Há tempos eu não caminhava assim, de manhã bem cedo, entre árvores e pássaros. Havia planejado o meu dia, que finalmente seria mais tranquilo. Ao chegar em casa minha filha recebeu-me com um sorriso aberto. Ela tinha uma surpresa para mim. Uma surpresa que modificaria todos os meus planos para aquele dia calmo. Filhos... Não são eles que enchem a nossa vida de lágrimas e risos, idas e vindas, chegadas e partidas? Não são eles que embaralham todas as peças do nosso quebra-cabeça cuidadosamente encaixado, quebram a nossa rotina certinha e planejada, desestruturam tudo e todos, fazendo-nos voltar os olhos cada vez mais de dentro para fora, como uma flor que desabrocha e pouco depois se curva murcha e descorada, mas só que em sentido inverso? Ah! Filhos... Viver sem nunca tê-los tido é como viver em duas dimensões apenas. E não me refiro apenas aos filhos biológicos, mas também aos filhos da alma. Cuidar de outros é algo custoso que requer de nós sacrifício e desprendimento e por isso mesmo traz recompensas imensuráveis. Pois os filhos, sejam eles biológicos ou filhos do coração, alargam nossa visão de mundo e nos ensinam uma dimensão da vida que só pode ser conhecida por quem se dispõe a pagar o preço. Não tive como recusar. Era uma tarefa urgente, ninguém mais poderia fazê-la. Aceitei contrariada a princípio, com um peso no coração, o qual tentava inutilmente ocultar.
Foi um dia repleto de alfinetes coloridos, fita métrica, tesoura, tecido, linha e agulha. Medir, cortar, zig-zag, a agulha sobe e desce perfurando o tecido vezes sem conta enquanto o ponteiro do relógio desenha círculos e mais círculos – ao todo dez e meio. Na medida em que a geometria monótona vai se delineando rapidamente, na ampulheta da alma o rancor vai escoando lentamente. A areia densa e escura move-se com dificuldade através da passagem estreita e ali ela se processa de forma quase que imperceptível tornando-se branca, leve, fina e adquirindo certa dose de brilho.

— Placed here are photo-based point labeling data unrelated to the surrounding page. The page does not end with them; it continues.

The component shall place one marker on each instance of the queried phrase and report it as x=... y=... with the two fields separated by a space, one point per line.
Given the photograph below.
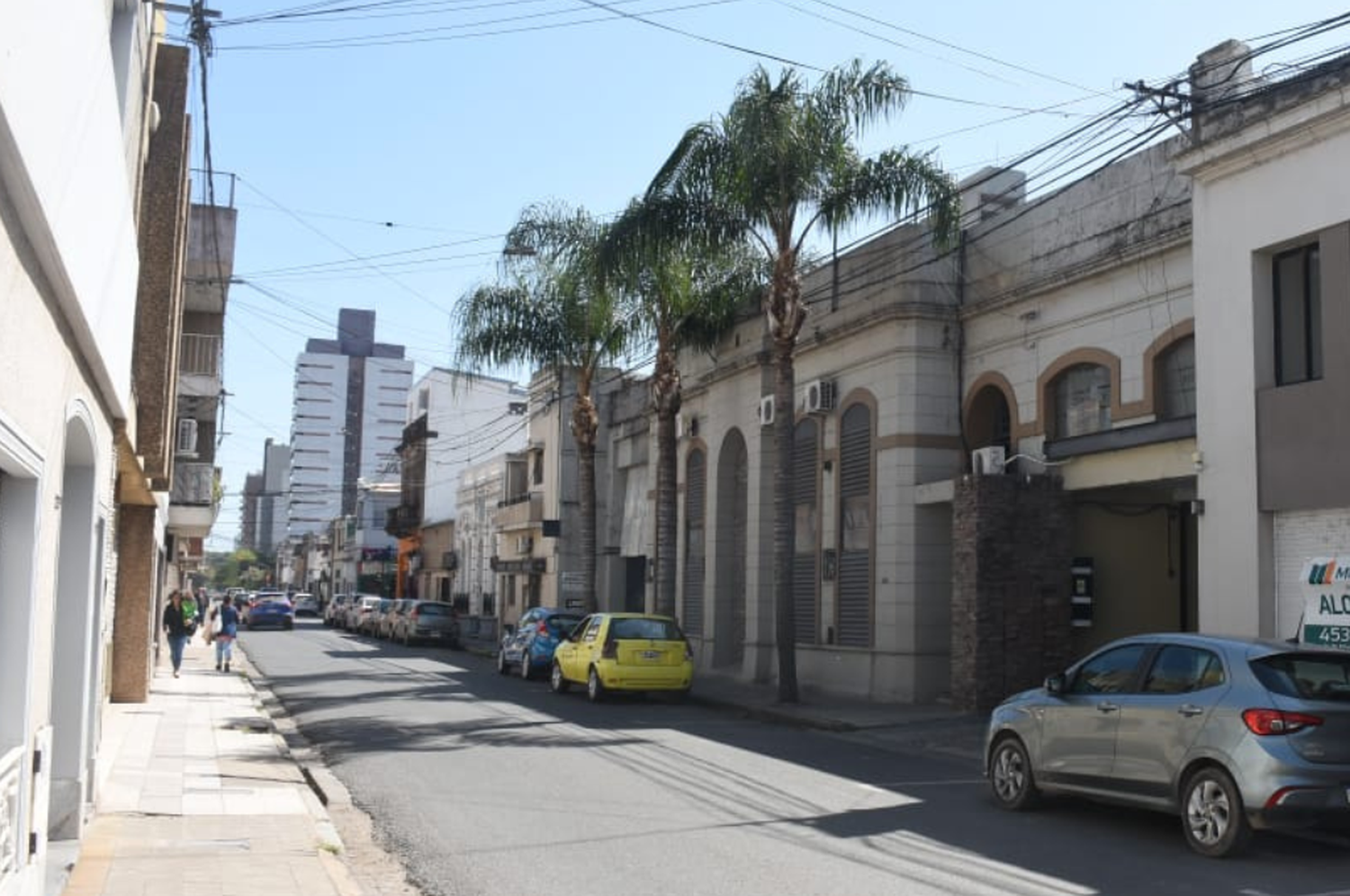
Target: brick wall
x=1010 y=591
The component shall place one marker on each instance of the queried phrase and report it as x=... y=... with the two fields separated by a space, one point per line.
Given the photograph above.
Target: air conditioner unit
x=186 y=442
x=987 y=461
x=820 y=396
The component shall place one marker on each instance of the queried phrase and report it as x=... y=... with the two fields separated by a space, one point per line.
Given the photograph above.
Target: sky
x=378 y=150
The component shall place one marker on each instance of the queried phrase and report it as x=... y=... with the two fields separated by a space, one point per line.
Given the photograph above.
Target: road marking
x=894 y=784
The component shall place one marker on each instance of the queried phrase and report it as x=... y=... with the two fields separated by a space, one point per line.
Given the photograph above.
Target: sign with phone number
x=1331 y=636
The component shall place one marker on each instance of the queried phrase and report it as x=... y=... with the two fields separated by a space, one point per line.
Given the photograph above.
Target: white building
x=350 y=399
x=92 y=248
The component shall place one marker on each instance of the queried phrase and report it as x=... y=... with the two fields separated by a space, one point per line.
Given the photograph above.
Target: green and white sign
x=1326 y=602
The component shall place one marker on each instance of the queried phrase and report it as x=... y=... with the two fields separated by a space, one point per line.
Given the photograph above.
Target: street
x=489 y=784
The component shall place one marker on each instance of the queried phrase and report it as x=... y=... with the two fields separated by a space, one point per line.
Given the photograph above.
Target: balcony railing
x=194 y=485
x=199 y=355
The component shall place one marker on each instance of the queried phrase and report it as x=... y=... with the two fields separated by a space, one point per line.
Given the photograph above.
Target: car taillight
x=1277 y=721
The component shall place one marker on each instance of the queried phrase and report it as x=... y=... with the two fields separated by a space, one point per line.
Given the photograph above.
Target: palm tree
x=688 y=296
x=778 y=164
x=553 y=310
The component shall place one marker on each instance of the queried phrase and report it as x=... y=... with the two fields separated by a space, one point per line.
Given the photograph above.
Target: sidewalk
x=200 y=796
x=899 y=726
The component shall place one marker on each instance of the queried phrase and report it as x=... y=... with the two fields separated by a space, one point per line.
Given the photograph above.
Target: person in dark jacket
x=176 y=629
x=224 y=626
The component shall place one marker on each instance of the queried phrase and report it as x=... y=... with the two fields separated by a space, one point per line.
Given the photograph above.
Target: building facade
x=92 y=262
x=350 y=401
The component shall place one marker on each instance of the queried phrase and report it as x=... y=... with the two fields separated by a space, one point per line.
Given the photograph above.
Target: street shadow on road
x=909 y=811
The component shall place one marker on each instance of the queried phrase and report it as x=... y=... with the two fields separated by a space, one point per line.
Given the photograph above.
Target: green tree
x=780 y=162
x=553 y=309
x=688 y=294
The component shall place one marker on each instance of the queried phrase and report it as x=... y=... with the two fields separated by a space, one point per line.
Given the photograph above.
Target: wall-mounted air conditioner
x=820 y=397
x=987 y=461
x=186 y=442
x=766 y=410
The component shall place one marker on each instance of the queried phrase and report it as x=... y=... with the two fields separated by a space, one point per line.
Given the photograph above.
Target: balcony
x=520 y=513
x=192 y=499
x=402 y=521
x=199 y=366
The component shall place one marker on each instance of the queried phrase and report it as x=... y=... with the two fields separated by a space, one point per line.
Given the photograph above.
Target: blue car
x=275 y=613
x=529 y=647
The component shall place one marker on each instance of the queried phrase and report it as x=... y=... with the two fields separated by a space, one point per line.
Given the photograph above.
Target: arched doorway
x=75 y=652
x=729 y=604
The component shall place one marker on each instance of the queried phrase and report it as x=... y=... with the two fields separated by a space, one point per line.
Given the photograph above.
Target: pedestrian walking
x=224 y=626
x=176 y=629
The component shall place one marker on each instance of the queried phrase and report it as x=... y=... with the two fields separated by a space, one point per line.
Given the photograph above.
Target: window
x=1082 y=401
x=1180 y=669
x=1110 y=672
x=1176 y=381
x=1298 y=315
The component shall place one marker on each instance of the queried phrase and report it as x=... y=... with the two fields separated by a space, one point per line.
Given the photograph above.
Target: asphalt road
x=488 y=784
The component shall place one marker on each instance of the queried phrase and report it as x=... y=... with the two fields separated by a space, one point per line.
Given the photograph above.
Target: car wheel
x=1010 y=775
x=1212 y=818
x=594 y=688
x=556 y=682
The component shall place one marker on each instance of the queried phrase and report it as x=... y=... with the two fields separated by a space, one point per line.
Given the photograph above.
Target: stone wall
x=1012 y=552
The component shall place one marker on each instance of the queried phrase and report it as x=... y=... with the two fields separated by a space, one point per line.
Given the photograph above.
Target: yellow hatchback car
x=624 y=652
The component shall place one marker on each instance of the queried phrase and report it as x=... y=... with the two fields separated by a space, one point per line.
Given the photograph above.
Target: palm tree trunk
x=786 y=316
x=666 y=399
x=585 y=424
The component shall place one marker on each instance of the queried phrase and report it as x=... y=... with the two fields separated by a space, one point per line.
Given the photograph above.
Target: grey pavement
x=199 y=795
x=933 y=728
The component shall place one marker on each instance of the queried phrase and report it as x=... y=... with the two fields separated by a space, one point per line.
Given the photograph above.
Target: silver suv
x=1231 y=734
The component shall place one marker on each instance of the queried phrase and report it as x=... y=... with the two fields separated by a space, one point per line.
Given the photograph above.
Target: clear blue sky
x=385 y=146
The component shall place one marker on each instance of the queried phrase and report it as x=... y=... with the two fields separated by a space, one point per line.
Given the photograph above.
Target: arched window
x=696 y=488
x=1174 y=377
x=856 y=515
x=990 y=421
x=1082 y=401
x=806 y=550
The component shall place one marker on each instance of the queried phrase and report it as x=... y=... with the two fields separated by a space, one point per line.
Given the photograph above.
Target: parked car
x=1231 y=734
x=624 y=652
x=427 y=621
x=529 y=647
x=389 y=621
x=358 y=610
x=270 y=610
x=337 y=610
x=370 y=623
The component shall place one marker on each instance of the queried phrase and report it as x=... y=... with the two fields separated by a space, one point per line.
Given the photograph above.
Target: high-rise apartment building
x=348 y=413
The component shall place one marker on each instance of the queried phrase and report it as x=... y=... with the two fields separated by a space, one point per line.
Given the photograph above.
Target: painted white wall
x=1290 y=169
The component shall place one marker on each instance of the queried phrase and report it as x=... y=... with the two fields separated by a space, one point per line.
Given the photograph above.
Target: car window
x=644 y=629
x=1306 y=675
x=1180 y=669
x=562 y=623
x=1109 y=672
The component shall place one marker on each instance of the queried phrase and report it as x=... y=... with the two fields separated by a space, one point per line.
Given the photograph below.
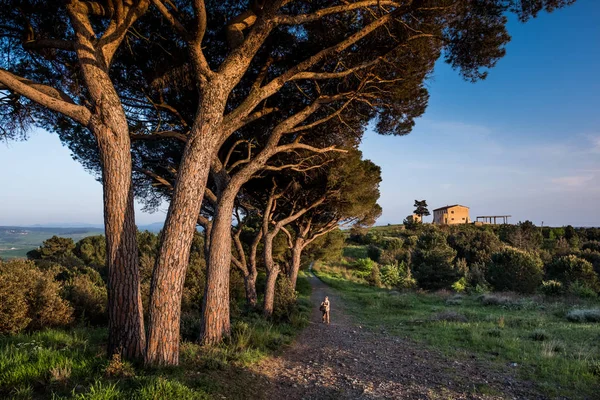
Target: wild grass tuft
x=592 y=315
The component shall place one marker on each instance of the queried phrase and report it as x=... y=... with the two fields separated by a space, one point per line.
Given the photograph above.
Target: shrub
x=432 y=262
x=539 y=335
x=515 y=270
x=592 y=245
x=88 y=298
x=393 y=256
x=476 y=281
x=374 y=252
x=591 y=315
x=92 y=251
x=55 y=249
x=13 y=305
x=474 y=245
x=593 y=257
x=450 y=316
x=495 y=300
x=460 y=285
x=374 y=278
x=29 y=299
x=552 y=288
x=392 y=243
x=364 y=265
x=569 y=269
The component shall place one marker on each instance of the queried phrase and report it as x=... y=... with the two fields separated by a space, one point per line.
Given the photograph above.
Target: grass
x=71 y=365
x=561 y=357
x=355 y=252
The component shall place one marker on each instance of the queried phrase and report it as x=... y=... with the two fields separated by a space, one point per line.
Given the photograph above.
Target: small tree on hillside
x=421 y=208
x=433 y=261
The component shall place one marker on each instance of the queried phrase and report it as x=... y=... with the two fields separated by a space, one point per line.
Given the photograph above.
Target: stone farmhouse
x=451 y=215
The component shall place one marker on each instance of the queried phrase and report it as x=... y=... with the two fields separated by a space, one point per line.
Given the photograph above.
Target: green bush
x=552 y=288
x=432 y=262
x=592 y=315
x=592 y=245
x=592 y=257
x=374 y=252
x=374 y=277
x=30 y=299
x=582 y=290
x=569 y=269
x=460 y=285
x=515 y=270
x=476 y=277
x=474 y=245
x=88 y=298
x=364 y=265
x=92 y=251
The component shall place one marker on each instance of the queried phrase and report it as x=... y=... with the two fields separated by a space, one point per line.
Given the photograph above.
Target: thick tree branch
x=46 y=96
x=304 y=18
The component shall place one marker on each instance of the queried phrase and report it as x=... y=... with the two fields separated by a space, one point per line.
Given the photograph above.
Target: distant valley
x=16 y=241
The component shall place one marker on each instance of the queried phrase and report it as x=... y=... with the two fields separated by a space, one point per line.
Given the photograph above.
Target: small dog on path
x=325 y=306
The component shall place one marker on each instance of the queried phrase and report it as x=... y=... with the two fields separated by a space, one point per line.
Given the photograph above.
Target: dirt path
x=344 y=361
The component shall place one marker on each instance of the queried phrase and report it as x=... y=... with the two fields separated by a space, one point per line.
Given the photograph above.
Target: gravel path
x=344 y=361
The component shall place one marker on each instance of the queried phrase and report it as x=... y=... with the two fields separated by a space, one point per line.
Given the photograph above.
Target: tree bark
x=251 y=294
x=111 y=130
x=171 y=264
x=250 y=287
x=126 y=334
x=272 y=273
x=215 y=305
x=296 y=259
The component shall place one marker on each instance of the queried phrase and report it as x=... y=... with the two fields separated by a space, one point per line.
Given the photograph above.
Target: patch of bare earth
x=344 y=361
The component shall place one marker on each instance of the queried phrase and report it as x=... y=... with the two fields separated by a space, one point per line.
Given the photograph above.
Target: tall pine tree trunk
x=126 y=334
x=296 y=260
x=172 y=261
x=272 y=274
x=215 y=305
x=250 y=288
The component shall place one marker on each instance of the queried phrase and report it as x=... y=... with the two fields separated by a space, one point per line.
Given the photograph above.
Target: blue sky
x=524 y=142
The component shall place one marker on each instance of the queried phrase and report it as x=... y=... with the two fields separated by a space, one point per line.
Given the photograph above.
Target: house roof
x=452 y=206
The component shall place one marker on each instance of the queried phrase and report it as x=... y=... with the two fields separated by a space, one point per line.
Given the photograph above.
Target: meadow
x=71 y=364
x=532 y=334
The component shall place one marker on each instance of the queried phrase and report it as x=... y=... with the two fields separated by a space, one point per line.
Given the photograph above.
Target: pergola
x=487 y=219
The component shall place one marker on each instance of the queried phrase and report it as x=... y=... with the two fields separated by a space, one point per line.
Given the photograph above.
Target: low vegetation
x=53 y=333
x=517 y=297
x=548 y=340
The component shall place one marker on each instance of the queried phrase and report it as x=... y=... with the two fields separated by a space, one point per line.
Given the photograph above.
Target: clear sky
x=524 y=142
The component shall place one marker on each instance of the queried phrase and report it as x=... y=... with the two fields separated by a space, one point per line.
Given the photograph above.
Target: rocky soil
x=345 y=361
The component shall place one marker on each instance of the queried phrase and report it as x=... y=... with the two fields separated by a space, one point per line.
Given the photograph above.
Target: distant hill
x=16 y=241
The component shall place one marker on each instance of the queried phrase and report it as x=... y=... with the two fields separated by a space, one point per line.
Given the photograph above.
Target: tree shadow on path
x=344 y=361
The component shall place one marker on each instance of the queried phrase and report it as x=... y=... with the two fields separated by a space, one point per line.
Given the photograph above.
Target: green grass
x=562 y=357
x=54 y=364
x=355 y=252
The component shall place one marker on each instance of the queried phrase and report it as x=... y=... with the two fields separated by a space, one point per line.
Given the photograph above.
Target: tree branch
x=46 y=96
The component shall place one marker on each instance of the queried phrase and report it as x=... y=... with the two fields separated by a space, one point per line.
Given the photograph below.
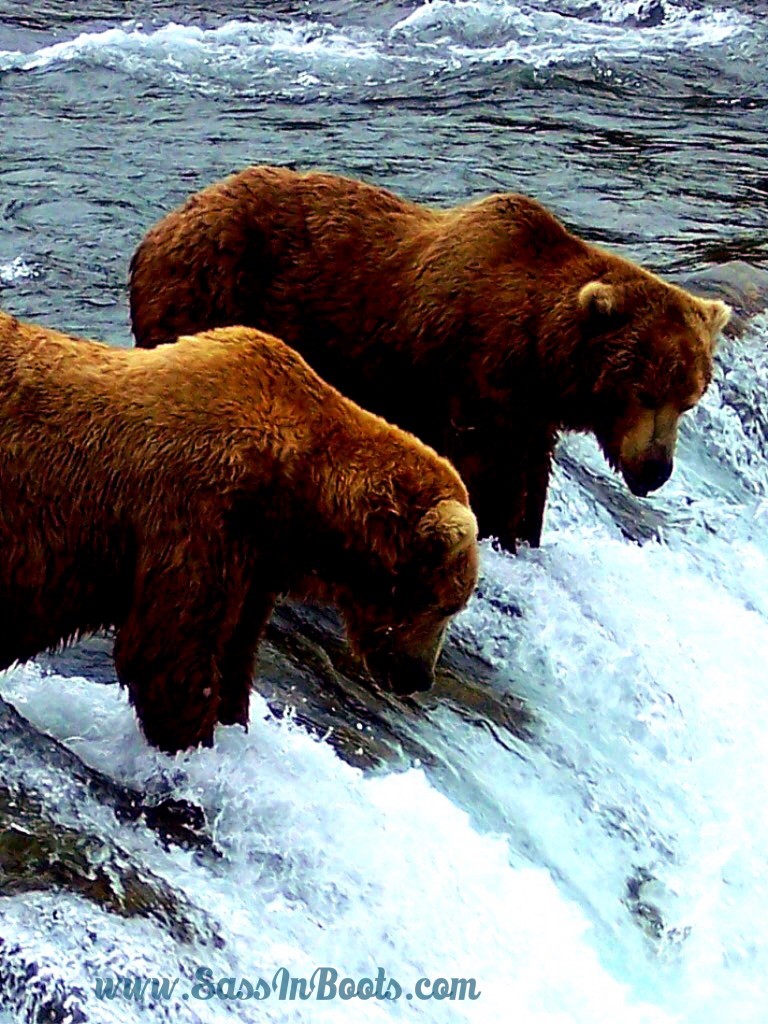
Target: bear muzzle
x=402 y=674
x=648 y=475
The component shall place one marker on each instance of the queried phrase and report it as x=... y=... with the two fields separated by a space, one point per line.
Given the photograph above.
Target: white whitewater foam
x=16 y=269
x=367 y=871
x=436 y=34
x=496 y=30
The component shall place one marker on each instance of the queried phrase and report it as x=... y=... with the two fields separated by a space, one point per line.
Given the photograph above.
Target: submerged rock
x=743 y=286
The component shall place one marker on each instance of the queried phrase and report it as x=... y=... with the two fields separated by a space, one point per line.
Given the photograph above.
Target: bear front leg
x=240 y=656
x=173 y=682
x=168 y=649
x=507 y=483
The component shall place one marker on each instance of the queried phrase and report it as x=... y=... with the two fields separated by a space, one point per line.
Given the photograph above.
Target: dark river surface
x=576 y=818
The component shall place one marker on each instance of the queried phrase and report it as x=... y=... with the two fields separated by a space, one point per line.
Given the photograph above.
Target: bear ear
x=597 y=297
x=451 y=525
x=717 y=314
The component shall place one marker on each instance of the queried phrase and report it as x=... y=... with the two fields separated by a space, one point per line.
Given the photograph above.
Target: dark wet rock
x=175 y=822
x=638 y=519
x=306 y=669
x=39 y=854
x=742 y=285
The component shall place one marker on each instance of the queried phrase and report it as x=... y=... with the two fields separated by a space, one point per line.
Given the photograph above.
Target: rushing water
x=609 y=861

Quando os dois ponteiros se cumprimentaram apontando o céu, encontrava-me exausta, porém realizada. Nós havíamos conseguido. Com a ajuda dos que me são mais queridos a tarefa foi terminada e a recompensa maior foi o sorriso daquela perturbadora e adorável mocinha que me desafiou a sair da minha confortável situação para viver o inusitado transformador.